Museums tend to give Andy Warhol a fresh look every, oh, 15 minutes, but on Sept. 18, New York's Metropolitan Museum of Art plans to explore the Pop master's influence on contemporary art—in an ambitious, definitive way—by pairing his works with dozens of artists who have come since. It's a bold move for the Met, which is still better known for showing art older than 20th-century masters.

Some of the pairings in "Regarding Warhol: Sixty Artists, Fifty Years" make easy sense: Early on, Warhol scoured newspapers for banal advertisements and gory stories to silk-screen into fine art, a move quickly picked up by German artist Sigmar Polke. (Polke's 1964 work in the show, "Plastic Tubs," still feels catalog cheery.)

The museum also explores Warhol's Popsicle-colored self portraits, below, as well as portraits of celebrities like Marilyn Monroe and Elizabeth Taylor. A few of them will hang alongside photographer Cindy Sherman's glossy self-portraits and painter Karen Kilimnik's portrait of real-estate heiress Paris Hilton. In a wry twist, Ms. Kilimnik titled her 2005 work "Marie Antoinette Out for a Walk at Her Petite Hermitage, 1750."
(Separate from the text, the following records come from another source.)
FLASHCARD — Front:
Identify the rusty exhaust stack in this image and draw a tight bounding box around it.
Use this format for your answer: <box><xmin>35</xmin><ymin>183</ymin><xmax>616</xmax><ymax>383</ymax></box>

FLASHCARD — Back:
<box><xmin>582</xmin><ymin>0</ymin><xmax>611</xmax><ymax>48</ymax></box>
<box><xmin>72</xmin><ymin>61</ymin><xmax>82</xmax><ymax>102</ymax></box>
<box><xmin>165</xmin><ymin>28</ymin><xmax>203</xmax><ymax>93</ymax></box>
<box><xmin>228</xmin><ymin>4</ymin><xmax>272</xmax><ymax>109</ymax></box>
Other sections of the 145-work exhibit look at the sexuality and gender politics enveloped within Warhol's cryptic persona. By donning that silver wig and making films with a Factory full of friends and lovers, he arguably convinced a cloistered art establishment to take in all comers. That includes British painter David Hockney, whose "Boy About to Take a Shower" from 1964 will get matched with Warhol's 1977 "Torso from Behind."

The museum will also make the case that Warhol's fondness for papering gallery walls with repeated images of his art helped usher in the wall-to-wall installations so popular today. At the least, Polly Apfelbaum's flowery floor piece from 2007, "Pink Crush," could be the coolest thing the Met ever laid down.